EXPOSIÇÃO DE FOTOGRAFIA: “Nelayan: Vontade em Trânsito”,
de Eduardo Martins
Foyer do Auditório de Espinho | Academia
05 Abr > 04 Jun 2023
A realidade das Caxinas, Vila do Conde, à semelhança de outras zonas costeiras do globo, é definida por dois movimentos migratórios interconectados: os pescadores locais saem para o estrangeiro e migrantes são contratados para suprir a falta de mão de obra, também acentuada pelo desinteresse das novas gerações pela atividade. Este fenómeno resulta das condições económicas inerentes à atividade, pautada por um imperativo de redução de custos e baixos salários.

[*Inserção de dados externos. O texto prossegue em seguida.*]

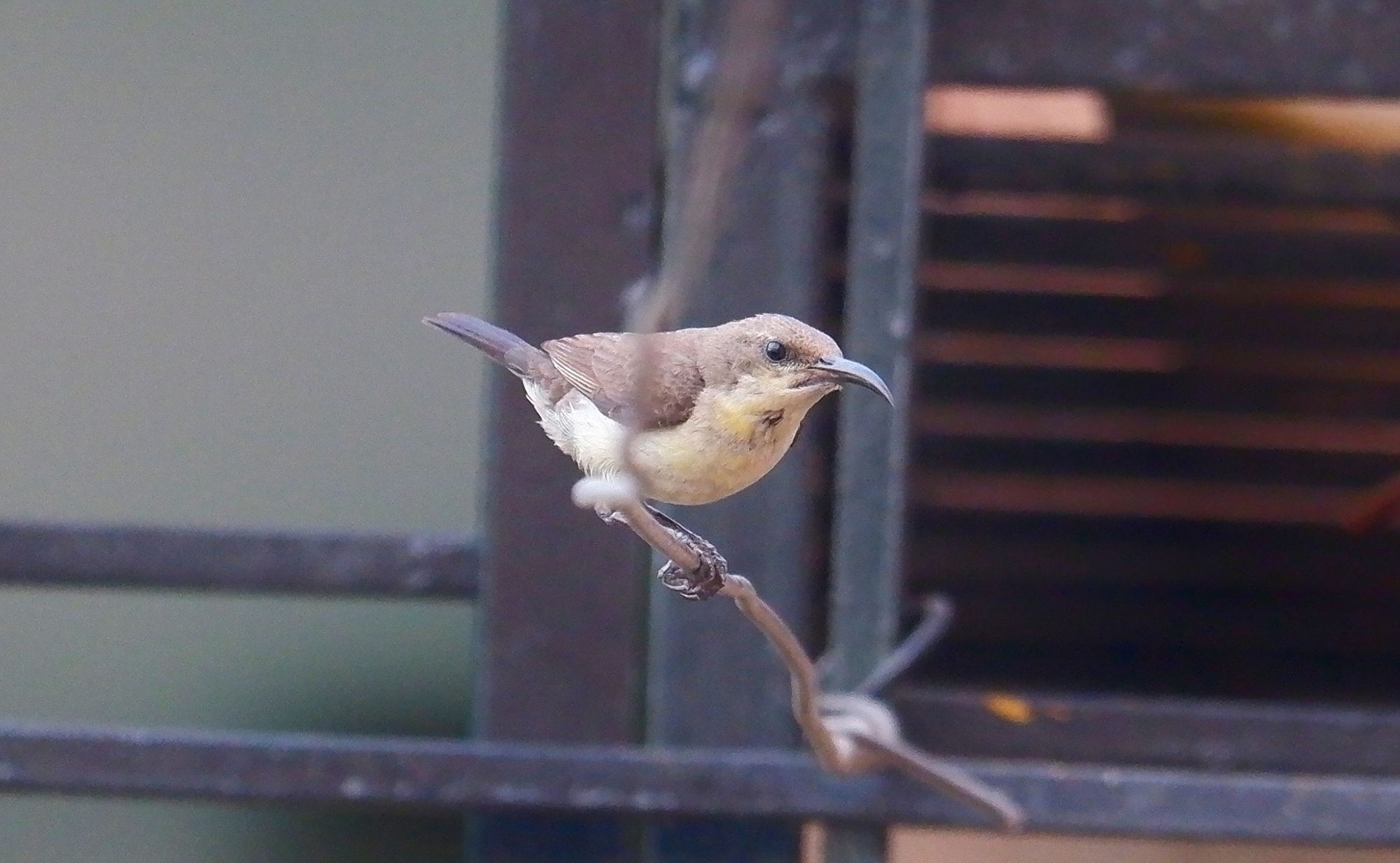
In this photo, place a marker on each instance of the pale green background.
(219, 227)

Nos últimos anos, os armadores de Vila do Conde têm recorrido de um modo significativo à contratação de pescadores indonésios (Nelayan significa pescador em indonésio). Actualmente, são pelo menos 500 os que ali vivem e trabalham. Oriundos na sua maioria de Java Central, parcela do território com altos níveis de desemprego, representam mais de 50% da força de trabalho da pesca artesanal vilacondense.

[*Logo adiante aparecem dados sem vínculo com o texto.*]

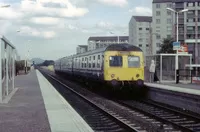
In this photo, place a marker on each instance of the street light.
(117, 36)
(4, 6)
(177, 13)
(26, 55)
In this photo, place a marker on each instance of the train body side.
(100, 65)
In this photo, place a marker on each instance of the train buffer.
(36, 106)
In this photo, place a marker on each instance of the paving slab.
(25, 112)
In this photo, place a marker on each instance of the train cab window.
(115, 60)
(133, 61)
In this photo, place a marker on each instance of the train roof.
(112, 47)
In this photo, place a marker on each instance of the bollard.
(177, 76)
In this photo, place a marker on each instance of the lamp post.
(4, 6)
(26, 54)
(151, 43)
(177, 33)
(117, 36)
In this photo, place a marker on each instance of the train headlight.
(137, 75)
(113, 75)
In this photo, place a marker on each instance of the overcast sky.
(56, 27)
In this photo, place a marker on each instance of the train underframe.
(114, 84)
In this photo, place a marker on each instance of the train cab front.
(124, 69)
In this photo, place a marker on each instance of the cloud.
(63, 8)
(120, 3)
(104, 25)
(141, 11)
(45, 20)
(10, 13)
(29, 31)
(49, 34)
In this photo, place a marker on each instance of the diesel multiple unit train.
(116, 65)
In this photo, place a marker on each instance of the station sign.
(176, 45)
(183, 49)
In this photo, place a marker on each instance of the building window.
(157, 21)
(157, 5)
(191, 20)
(168, 36)
(190, 4)
(157, 44)
(169, 5)
(169, 21)
(93, 65)
(158, 36)
(169, 28)
(169, 13)
(157, 13)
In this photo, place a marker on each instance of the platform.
(38, 107)
(183, 88)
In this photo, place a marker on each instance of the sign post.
(176, 46)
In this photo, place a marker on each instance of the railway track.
(97, 117)
(178, 119)
(133, 115)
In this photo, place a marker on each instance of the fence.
(165, 66)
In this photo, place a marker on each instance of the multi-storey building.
(140, 32)
(164, 23)
(81, 49)
(100, 42)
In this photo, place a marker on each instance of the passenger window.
(115, 60)
(133, 61)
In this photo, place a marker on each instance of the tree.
(167, 46)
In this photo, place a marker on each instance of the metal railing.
(187, 74)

A vida no mar é marcada por longas horas de trabalho repetitivo (em média 14 por dia) e um ambiente muito hierarquizado, no qual mestre e pescadores ocupam espaços e níveis do barco distintos. As pausas (só) ocorrem ao ritmo da pesca. O trabalho em terra está também previsto no contrato de trabalho. Este tem a duração de 18 meses e prevê, como direitos, o pagamento das viagens de ida e volta dos trabalhadores, habitação e produtos básicos de alimentação, bem como pelo menos um salário mínimo. A ARPIC, uma associação de pescadores Indonésios fundada em Agosto de 2019, visa apoiar e criar um sentimento de comunidade entre estes migrantes. Dinamiza, ainda, algumas ações de caridade no seu país de origem. Neste ambiente associativo, a discussão de direitos de trabalho, nomeadamente o custo da comissão exigida pelas agências de emprego do Sudeste Asiático através das quais vêm para Portugal, ocorre com frequência.

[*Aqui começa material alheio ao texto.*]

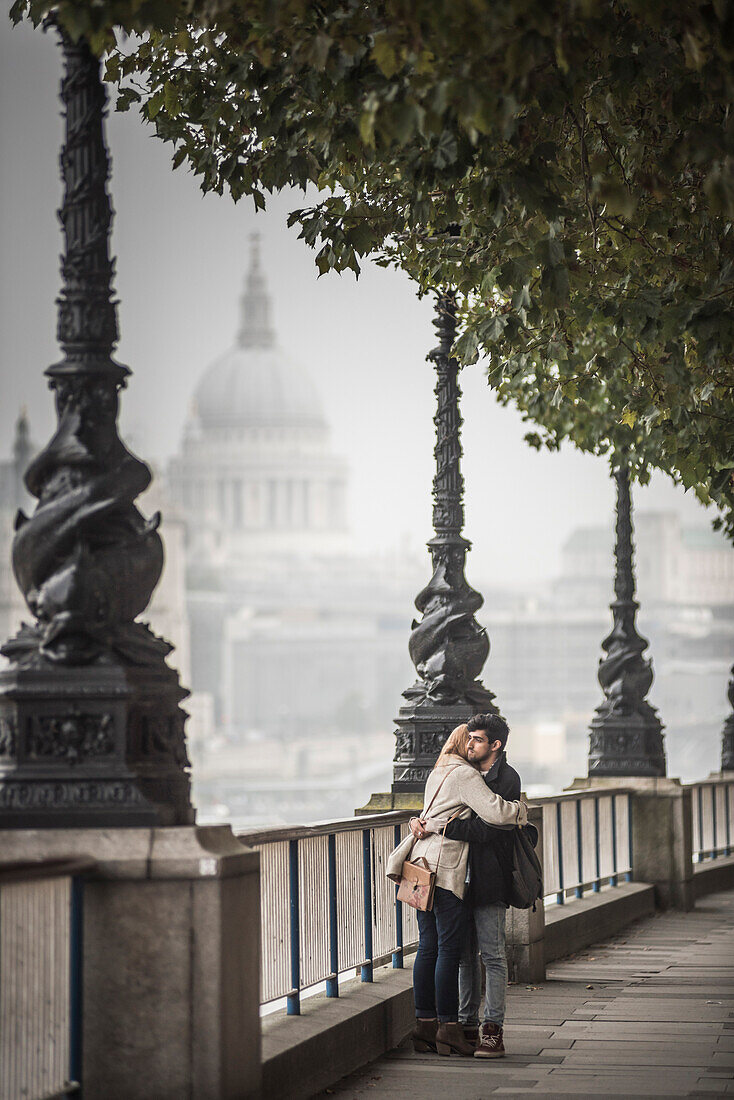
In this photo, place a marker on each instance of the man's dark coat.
(490, 847)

No seu tempo livre, por norma ao fim de semana, reúnem-se nas suas casas. Os espaços, exíguos, são muitas vezes anexos adaptados, nos pisos térreos, das casas dos armadores ou antigos espaços comerciais, convertidos de forma sumária. É também no interior das casas que decorre a prática religiosa desta comunidade, na sua maioria muçulmana. O contacto com a comunidade portuguesa é raro e muito dificultado pelas barreiras linguísticas, mas a vontade de se Integrarem é palpável. Momentos como as festas de São Pedro (padroeiro dos pescadores), na Póvoa do Varzim, cidade contígua a Vila do Conde, são partilhados pelas comunidades migrante e autóctone com semelhante Intensidade. A comunicação com os familiares na Indonésia e a presença nas redes sociais constitui uma componente crucial das dimensões social e emocional destes trabalhadores, bem como um veículo de afirmação e projeção de individualidade. O telemóvel tem, por isso, uma omnipresença nos vários contextos do seu quotidiano.
Estes pescadores indonésios são movidos pelo sonho de proporcionar à sua família melhores condições de vida. Alguns vêm juntar dinheiro para se casar, construir casa ou amealhar dinheiro para estabelecer um pequeno negócio aquando do seu regresso. São também eles os novos agentes da transformação económica e social desta paisagem, cujo imaginário se encontra ainda muito associado à literatura e criação audiovisual do passado. Nelayan, apesar de ser um substantivo, define sobretudo uma acção, a de viver o presente como prólogo do futuro.